Penetapan 16 objek cagar budaya baru ini menegaskan komitmen berkelanjutan Pemerintah Provinsi DKI Jakarta dalam melestarikan warisan sejarah. Mochamad Miftahulloh Tamary menekankan bahwa objek-objek ini memiliki nilai penting bagi perjalanan Jakarta. Nilai tersebut tidak hanya sebagai peninggalan fisik, tetapi juga sebagai sumber pengetahuan, pendidikan, dan pembentuk karakter masyarakat.

Proses penetapan objek cagar budaya ini tidak dilakukan secara sembarangan. Setiap objek telah melewati verifikasi ketat oleh Tim Ahli Cagar Budaya (TACB) DKI Jakarta. Tim ini memastikan bahwa objek-objek tersebut memenuhi kriteria sebagai cagar budaya.

Melalui penetapan ini, Pemerintah Provinsi DKI Jakarta berharap dapat memperkuat kesadaran publik akan pentingnya warisan budaya. Hal ini juga bertujuan untuk mendorong partisipasi aktif masyarakat dalam menjaga kelestarian aset-aset bersejarah.

Dengan penambahan 16 objek baru ini, total registri cagar budaya Jakarta kini mencapai 322 objek. Jumlah tersebut meliputi 21 benda budaya, 266 bangunan, 31 struktur, dua situs, dan dua kawasan atau zona warisan yang telah ditetapkan di seluruh kota.

Dinas Kebudayaan DKI Jakarta akan terus aktif mengumpulkan data dan melakukan studi lebih lanjut. Tujuan utamanya adalah mengidentifikasi potensi objek warisan lainnya di masa depan.

Selain itu, Dinas Kebudayaan DKI Jakarta juga akan memberikan dukungan penuh kepada pemilik dan pengelola properti. Dukungan ini bertujuan untuk memastikan pelestarian situs-situs yang telah ditetapkan sesuai dengan undang-undang dan peraturan cagar budaya yang berlaku.

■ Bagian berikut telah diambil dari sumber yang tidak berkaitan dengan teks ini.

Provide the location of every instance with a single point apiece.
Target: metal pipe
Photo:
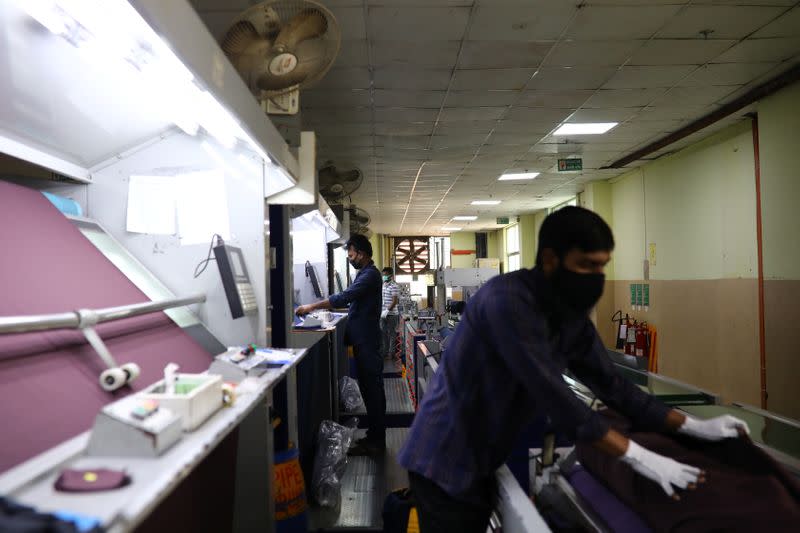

Ke-16 objek cagar budaya yang baru ditetapkan menunjukkan keragaman kekayaan sejarah Jakarta. Di antara 13 bangunan cagar budaya yang ditetapkan, beberapa di antaranya adalah Rumah Sakit PGI dan kapelnya di Cikini, Gereja Anglikan Indonesia, serta Gereja Katolik Santa Theresia.

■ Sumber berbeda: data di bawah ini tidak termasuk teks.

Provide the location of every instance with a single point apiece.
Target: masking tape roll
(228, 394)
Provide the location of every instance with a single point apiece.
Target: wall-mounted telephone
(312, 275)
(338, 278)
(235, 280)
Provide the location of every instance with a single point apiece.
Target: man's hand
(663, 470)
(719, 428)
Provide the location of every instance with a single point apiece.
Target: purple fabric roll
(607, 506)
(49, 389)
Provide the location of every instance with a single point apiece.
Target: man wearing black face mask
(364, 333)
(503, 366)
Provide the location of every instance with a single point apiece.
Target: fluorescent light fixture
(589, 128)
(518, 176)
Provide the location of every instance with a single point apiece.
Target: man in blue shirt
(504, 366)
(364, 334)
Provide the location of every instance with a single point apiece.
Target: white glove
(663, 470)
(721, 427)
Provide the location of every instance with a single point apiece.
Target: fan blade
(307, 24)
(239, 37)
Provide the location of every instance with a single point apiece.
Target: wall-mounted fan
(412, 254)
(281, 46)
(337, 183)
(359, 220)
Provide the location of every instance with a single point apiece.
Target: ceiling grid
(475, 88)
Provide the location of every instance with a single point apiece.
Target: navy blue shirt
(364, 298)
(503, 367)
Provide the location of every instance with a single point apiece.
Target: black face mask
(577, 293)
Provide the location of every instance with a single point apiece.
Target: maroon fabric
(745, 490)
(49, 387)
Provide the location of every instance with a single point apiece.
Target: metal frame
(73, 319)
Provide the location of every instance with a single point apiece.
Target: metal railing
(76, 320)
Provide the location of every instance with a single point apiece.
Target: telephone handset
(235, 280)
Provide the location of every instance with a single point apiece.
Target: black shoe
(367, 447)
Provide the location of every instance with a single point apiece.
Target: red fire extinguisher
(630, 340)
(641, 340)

Daftar bangunan lainnya mencakup Gedung Pusat Konservasi Cagar Budaya, Menara Air Balai Yasa Manggarai, Gedung Nusantara, SMP Negeri 3 Jakarta, Pantjoran Tea House, dan SD Negeri Gunung 05 Pagi. Beberapa landmark bersejarah yang turut ditetapkan adalah Istana Merdeka, Istana Negara, dan Gedung Sarinah.

Sementara itu, dua struktur yang baru ditetapkan meliputi Reruntuhan Menara Martello di Pulau Kelor dan Makam Mohammad Hoesni Thamrin. Satu-satunya benda budaya yang ditambahkan ke daftar adalah Patung Chairil Anwar yang berlokasi di Jakarta Pusat.